Interesting and Humour - page 2976

 
Alexandr Saprykin:

I don't get it))

What year of birth are you?
 
Dmitry Fedoseev:
What year were you born?

You're not FSB? 1980

 
Alexandr Saprykin:

You're not FSB? 1980

I think you're FSB.

With a year like that you can't know what the USSR is.

 
Alexandr Saprykin:

I don't get it))

I remember - a Beatles record came out once, but as the word Beatles could not be written (and the Soviet state company didn't want to mess up the name of the ensemble), it was just written as a band (or VIA), the record was quickly picked up. And then they banned Pink Floyd some albums - they couldn't bring them into the country (for sailors).
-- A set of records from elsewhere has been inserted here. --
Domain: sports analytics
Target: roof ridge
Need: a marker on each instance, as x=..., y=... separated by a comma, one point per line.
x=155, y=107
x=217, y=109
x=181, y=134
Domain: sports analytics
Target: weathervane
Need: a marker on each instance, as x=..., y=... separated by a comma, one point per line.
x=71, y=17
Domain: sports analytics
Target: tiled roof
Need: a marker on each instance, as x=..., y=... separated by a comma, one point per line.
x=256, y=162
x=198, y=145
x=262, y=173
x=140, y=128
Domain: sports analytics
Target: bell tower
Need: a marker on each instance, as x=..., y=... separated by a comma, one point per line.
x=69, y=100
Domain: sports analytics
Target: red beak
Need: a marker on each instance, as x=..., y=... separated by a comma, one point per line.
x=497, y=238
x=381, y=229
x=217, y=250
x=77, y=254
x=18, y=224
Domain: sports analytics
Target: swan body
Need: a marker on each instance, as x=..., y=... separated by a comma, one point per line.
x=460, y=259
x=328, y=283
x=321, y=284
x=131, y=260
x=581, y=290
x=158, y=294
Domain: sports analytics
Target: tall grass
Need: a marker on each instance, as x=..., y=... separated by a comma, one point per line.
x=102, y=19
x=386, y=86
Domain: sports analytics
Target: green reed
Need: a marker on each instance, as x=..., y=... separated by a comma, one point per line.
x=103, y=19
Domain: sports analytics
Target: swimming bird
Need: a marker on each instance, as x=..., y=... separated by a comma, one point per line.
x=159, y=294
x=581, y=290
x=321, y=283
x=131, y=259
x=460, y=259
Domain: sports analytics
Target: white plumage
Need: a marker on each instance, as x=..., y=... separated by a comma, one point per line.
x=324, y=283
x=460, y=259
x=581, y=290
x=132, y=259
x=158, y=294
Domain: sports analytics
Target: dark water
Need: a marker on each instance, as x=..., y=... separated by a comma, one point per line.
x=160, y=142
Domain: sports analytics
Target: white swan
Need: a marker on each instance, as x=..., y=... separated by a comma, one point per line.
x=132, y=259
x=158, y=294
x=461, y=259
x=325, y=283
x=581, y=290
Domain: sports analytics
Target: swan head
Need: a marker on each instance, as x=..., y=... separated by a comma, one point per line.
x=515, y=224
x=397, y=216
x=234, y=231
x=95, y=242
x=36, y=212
Jazz was allowed in. Records (foreign) were traded with each other under great secrecy (so that nobody could see them), although stamps and coins (numismatics) could be collected - there were different clubs where people exchanged and bought/sold them. But you couldn't collect records. I was in the late seventies until about 1982/1984.
 
Dmitry Fedoseev:

I think you are FSB.

With a year like that, you can't know what the USSR is.

Mm-hmm. And I didn't eat my favourite three-penny buns.)
I get it. It's Depeche Mode. I still have my Depeche tapes. I used to like them a lot, now my tastes have changed. But I didn't recognise them in the face on the poster - there were no pictures on the cassettes.

 
Sergey Golubev:
I remember - a Beatles record came out once, but as the word Beatles could not be written (and the Soviet state company did not want the name of the ensemble to be confused), it was simply written as a band (or VIA) and the record was quickly picked up. And then they banned Pink Floyd some albums - they couldn't bring them into the country (for sailors). Jazz was allowed in. Records (foreign) were traded with each other under great secrecy (so that nobody would see them), but stamps and coins (numismatics) could be collected - there were different clubs where people exchanged and bought/sold them. But you couldn't collect records. I was around that time - sometime in the late seventies - up to 1982/1984.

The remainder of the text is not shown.